Secret Pop

Dec 1, 2002

"Sing a little sweeter. And love a little longer. And soon you will be there."

There are many interesting names to be found at the Hollywood Forever Cemetery. Names grown quaint with disuse. Names like Nettie and Yettie and Lollie and Froik and Ildefors and Fannie. A surprising lot of Fannies. I found Erich Korngold's grave purely by accident. And wondered about a grave marker shaped like a cross but with a giant dollar symbol engraved on it. There was also one shaped like a ballistic missile. I didn't give as much thought to that one.

There were people who lived very long lives and very short ones. Daughters remembered by mothers who outlived them. Great grandparents remembered by generations upon generations of loving descendants. There were stones that showed the softening -- and sometimes greening -- effects of time. Lives begun in 1843. Lives begun more recently. And there were ducks skirting a pond as the sun sank down behind palm trees and crypts and the Hollywood sign. Somewhere in the background of my internal monologue, Instant Karma was playing.

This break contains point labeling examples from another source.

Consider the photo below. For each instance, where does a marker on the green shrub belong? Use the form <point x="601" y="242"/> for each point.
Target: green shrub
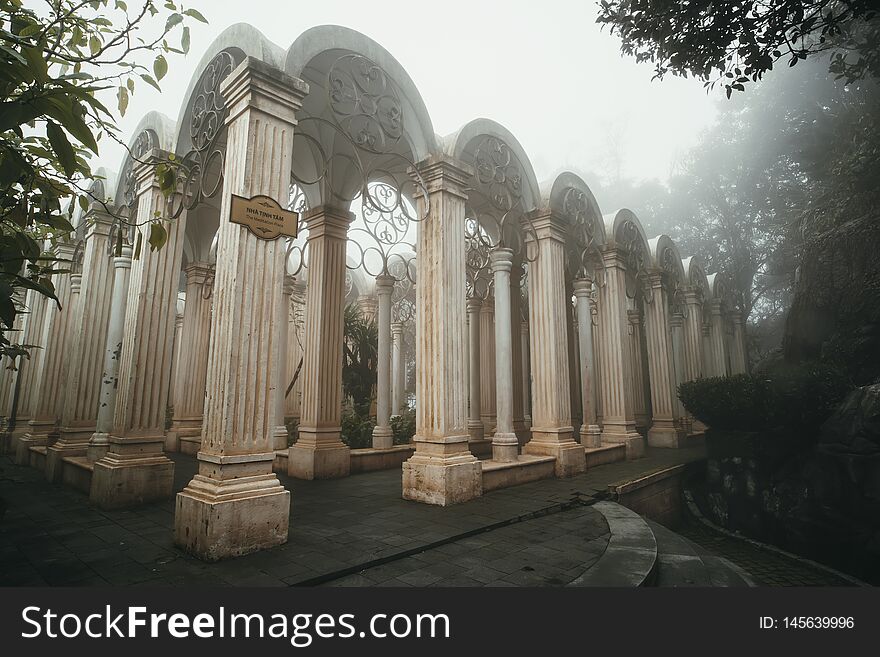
<point x="404" y="427"/>
<point x="357" y="429"/>
<point x="798" y="398"/>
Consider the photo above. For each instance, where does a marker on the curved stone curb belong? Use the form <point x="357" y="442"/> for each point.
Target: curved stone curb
<point x="631" y="556"/>
<point x="695" y="511"/>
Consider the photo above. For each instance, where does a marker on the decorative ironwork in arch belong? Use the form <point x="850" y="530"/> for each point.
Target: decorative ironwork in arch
<point x="364" y="115"/>
<point x="207" y="120"/>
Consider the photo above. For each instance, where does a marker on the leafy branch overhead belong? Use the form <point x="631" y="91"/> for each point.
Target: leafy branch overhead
<point x="736" y="42"/>
<point x="60" y="64"/>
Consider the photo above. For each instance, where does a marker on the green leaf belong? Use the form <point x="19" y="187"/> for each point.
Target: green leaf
<point x="122" y="97"/>
<point x="192" y="13"/>
<point x="160" y="67"/>
<point x="158" y="236"/>
<point x="61" y="146"/>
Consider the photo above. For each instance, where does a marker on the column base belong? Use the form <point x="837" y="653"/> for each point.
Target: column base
<point x="442" y="472"/>
<point x="383" y="438"/>
<point x="118" y="483"/>
<point x="318" y="455"/>
<point x="558" y="442"/>
<point x="591" y="436"/>
<point x="73" y="442"/>
<point x="626" y="434"/>
<point x="505" y="447"/>
<point x="665" y="434"/>
<point x="217" y="519"/>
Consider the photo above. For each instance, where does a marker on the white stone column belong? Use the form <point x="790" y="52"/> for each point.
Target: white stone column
<point x="476" y="429"/>
<point x="235" y="504"/>
<point x="638" y="383"/>
<point x="614" y="359"/>
<point x="505" y="445"/>
<point x="552" y="433"/>
<point x="192" y="354"/>
<point x="79" y="416"/>
<point x="135" y="470"/>
<point x="30" y="369"/>
<point x="717" y="346"/>
<point x="383" y="437"/>
<point x="664" y="431"/>
<point x="693" y="335"/>
<point x="442" y="470"/>
<point x="397" y="391"/>
<point x="589" y="432"/>
<point x="99" y="442"/>
<point x="319" y="453"/>
<point x="55" y="340"/>
<point x="488" y="395"/>
<point x="527" y="376"/>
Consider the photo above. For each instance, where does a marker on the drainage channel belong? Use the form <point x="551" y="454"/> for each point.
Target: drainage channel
<point x="577" y="499"/>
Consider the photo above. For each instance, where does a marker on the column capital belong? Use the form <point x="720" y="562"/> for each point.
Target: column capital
<point x="198" y="273"/>
<point x="501" y="259"/>
<point x="546" y="225"/>
<point x="256" y="85"/>
<point x="583" y="288"/>
<point x="443" y="173"/>
<point x="327" y="221"/>
<point x="384" y="284"/>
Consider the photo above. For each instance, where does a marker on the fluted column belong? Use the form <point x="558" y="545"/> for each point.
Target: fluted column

The grass is greener in a cemetery. But the flowers don't last.

I even went inside someone else's mausoleum. See?

Time does have a softening hand. Hearts. Bones. They grow softer. The jagged edges of memories grow smooth. The prickle of experience melts into a caress. And some things lose their value. The dollar. Promises. Hopes. It's a great linear adjustment, it is. A thing that stretches and strains until its end is far enough from its origin that it no longer has need of acknowledgement of a beginning. At the end of French movies and French centuries and French lives, I suppose, one expects to see the word: Fin.

We will go to our graves, one day, you and I. Strangers.